Hepatitis C Virus Core Protein Activates Nuclear Factor κB-dependent Signaling through Tumor Necrosis Factor Receptor-associated Factor

Abstract

Hepatitis C virus (HCV) core protein, a viral nucleocapsid, has been shown to affect various intracellular events including the nuclear factor κB (NF-κB) signaling supposedly associated with inflammatory response, cell proliferation, and apoptosis. In order to elucidate the effect of HCV core protein on the NF-κB signaling in HeLa and HepG2 cells, a reporter assay was utilized. HCV core protein significantly activated NF-κB signaling in a dose-dependent manner not only in HeLa and HepG2 cells transiently transfected with core protein expression plasmid, but also in HeLa cells induced to express core protein under the control of doxycycline. HCV core protein increased the DNA binding affinity of NF-κB in the electrophoretic mobility shift assay.

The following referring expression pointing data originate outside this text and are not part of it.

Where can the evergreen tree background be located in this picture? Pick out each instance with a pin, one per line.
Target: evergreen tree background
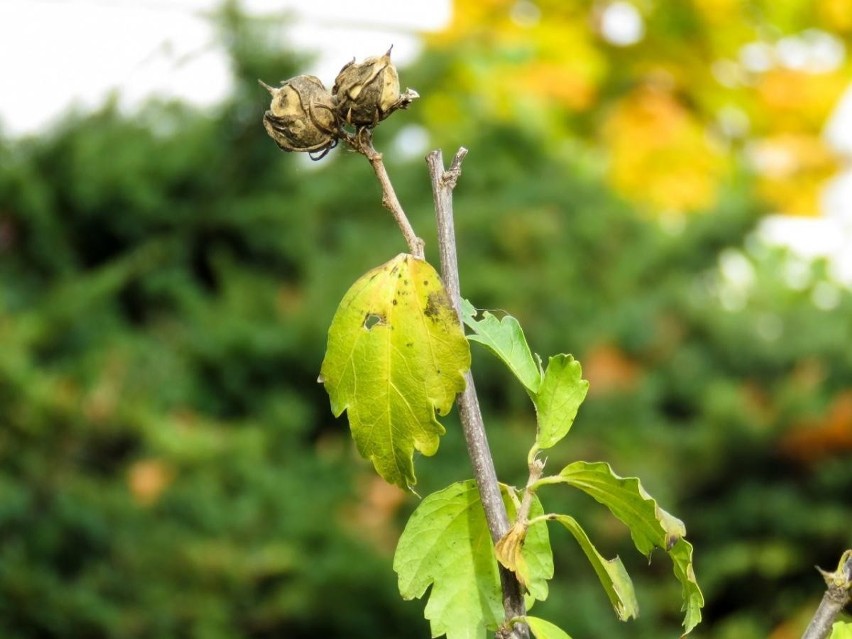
(169, 466)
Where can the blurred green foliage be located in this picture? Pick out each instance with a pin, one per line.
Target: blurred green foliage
(170, 467)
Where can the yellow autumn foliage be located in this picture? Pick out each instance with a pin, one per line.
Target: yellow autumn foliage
(709, 86)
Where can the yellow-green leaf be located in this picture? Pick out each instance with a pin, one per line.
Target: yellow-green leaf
(446, 545)
(542, 629)
(396, 354)
(611, 572)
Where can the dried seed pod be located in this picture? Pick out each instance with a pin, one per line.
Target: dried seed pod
(368, 92)
(301, 115)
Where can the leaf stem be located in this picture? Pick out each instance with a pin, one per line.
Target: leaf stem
(443, 183)
(362, 142)
(837, 595)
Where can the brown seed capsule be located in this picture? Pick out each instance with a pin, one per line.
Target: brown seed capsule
(301, 115)
(368, 92)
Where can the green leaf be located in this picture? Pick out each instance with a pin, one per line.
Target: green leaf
(506, 340)
(650, 526)
(544, 629)
(611, 572)
(446, 543)
(562, 391)
(396, 354)
(691, 595)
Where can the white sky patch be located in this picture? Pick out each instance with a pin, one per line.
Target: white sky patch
(621, 24)
(54, 55)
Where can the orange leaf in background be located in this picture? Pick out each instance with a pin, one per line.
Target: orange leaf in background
(835, 14)
(792, 170)
(609, 370)
(831, 435)
(148, 479)
(792, 100)
(659, 153)
(372, 517)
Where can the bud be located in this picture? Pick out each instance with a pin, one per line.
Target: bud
(301, 115)
(368, 92)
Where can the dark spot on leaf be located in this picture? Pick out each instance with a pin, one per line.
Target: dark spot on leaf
(373, 319)
(435, 303)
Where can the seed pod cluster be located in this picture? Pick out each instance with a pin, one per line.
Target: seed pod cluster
(367, 92)
(304, 116)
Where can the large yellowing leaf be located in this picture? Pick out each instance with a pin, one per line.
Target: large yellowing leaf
(446, 544)
(396, 354)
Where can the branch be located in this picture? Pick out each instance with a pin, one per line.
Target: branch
(443, 183)
(362, 142)
(838, 594)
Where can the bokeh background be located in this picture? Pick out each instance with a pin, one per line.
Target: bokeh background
(169, 466)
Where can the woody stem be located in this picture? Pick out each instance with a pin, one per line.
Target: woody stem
(362, 142)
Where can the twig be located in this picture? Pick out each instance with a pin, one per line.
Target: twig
(443, 183)
(836, 597)
(362, 142)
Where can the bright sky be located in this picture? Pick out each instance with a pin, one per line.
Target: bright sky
(60, 53)
(57, 53)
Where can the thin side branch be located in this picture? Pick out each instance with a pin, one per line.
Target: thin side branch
(836, 597)
(443, 183)
(362, 142)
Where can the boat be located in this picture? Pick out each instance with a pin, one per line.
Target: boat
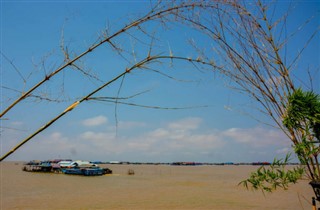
(85, 168)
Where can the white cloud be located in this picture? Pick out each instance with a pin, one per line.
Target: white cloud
(183, 139)
(257, 136)
(131, 124)
(186, 124)
(95, 121)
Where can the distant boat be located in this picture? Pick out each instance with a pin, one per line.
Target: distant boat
(78, 167)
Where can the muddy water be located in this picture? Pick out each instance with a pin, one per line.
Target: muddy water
(152, 187)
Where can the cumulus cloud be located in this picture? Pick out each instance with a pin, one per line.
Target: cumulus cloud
(182, 139)
(256, 137)
(131, 124)
(95, 121)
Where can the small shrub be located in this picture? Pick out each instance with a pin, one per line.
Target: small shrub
(130, 172)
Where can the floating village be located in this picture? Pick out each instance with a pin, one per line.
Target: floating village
(93, 168)
(85, 168)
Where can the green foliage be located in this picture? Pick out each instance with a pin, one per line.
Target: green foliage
(302, 119)
(303, 112)
(269, 178)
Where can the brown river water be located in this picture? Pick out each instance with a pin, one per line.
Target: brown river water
(151, 187)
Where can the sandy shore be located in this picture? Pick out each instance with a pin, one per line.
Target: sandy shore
(152, 187)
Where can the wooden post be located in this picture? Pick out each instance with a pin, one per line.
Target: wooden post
(314, 204)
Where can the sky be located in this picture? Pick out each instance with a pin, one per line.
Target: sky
(214, 124)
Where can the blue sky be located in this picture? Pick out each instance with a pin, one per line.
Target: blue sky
(223, 131)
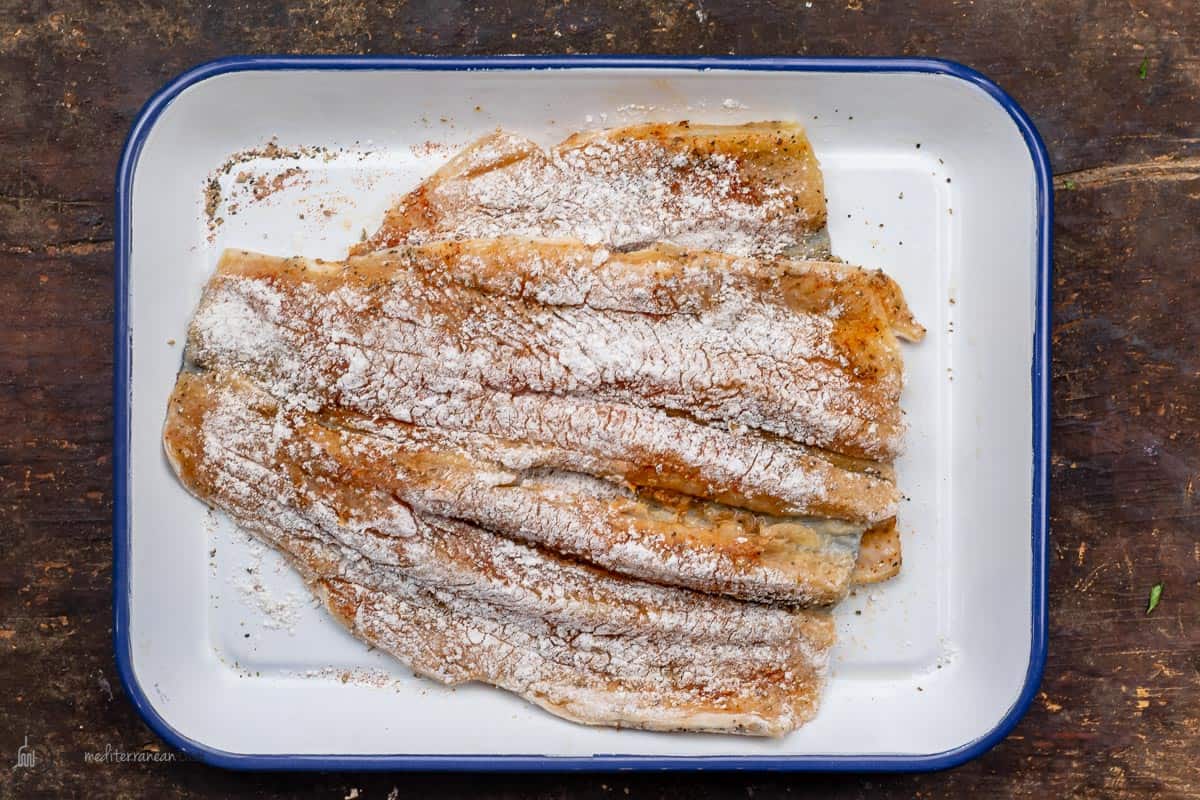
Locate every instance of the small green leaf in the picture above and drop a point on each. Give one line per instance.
(1156, 594)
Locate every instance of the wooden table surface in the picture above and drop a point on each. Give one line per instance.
(1115, 90)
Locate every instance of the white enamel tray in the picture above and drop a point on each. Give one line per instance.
(933, 174)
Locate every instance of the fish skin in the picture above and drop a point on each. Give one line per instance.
(748, 190)
(461, 603)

Acetyl salicylic acid, an IKKβ-specific inhibitor, and dominant negative form of IKKβ significantly blocked NF-κB activation by HCV core protein, suggesting HCV core protein activates the NF-κB pathway mainly through IKKβ. Moreover, the dominant negative forms of TRAF2/6 significantly blocked activation of the pathway by HCV core protein, suggesting HCV core protein mimics proinflammatory cytokine activation of the NF-κB pathway through TRAF2/6. In fact, HCV core protein activated interleukin-1β promoter mainly through NF-κB pathway. Therefore, this function of HCV core protein may play an important role in the inflammatory reaction induced by this hepatotropic virus.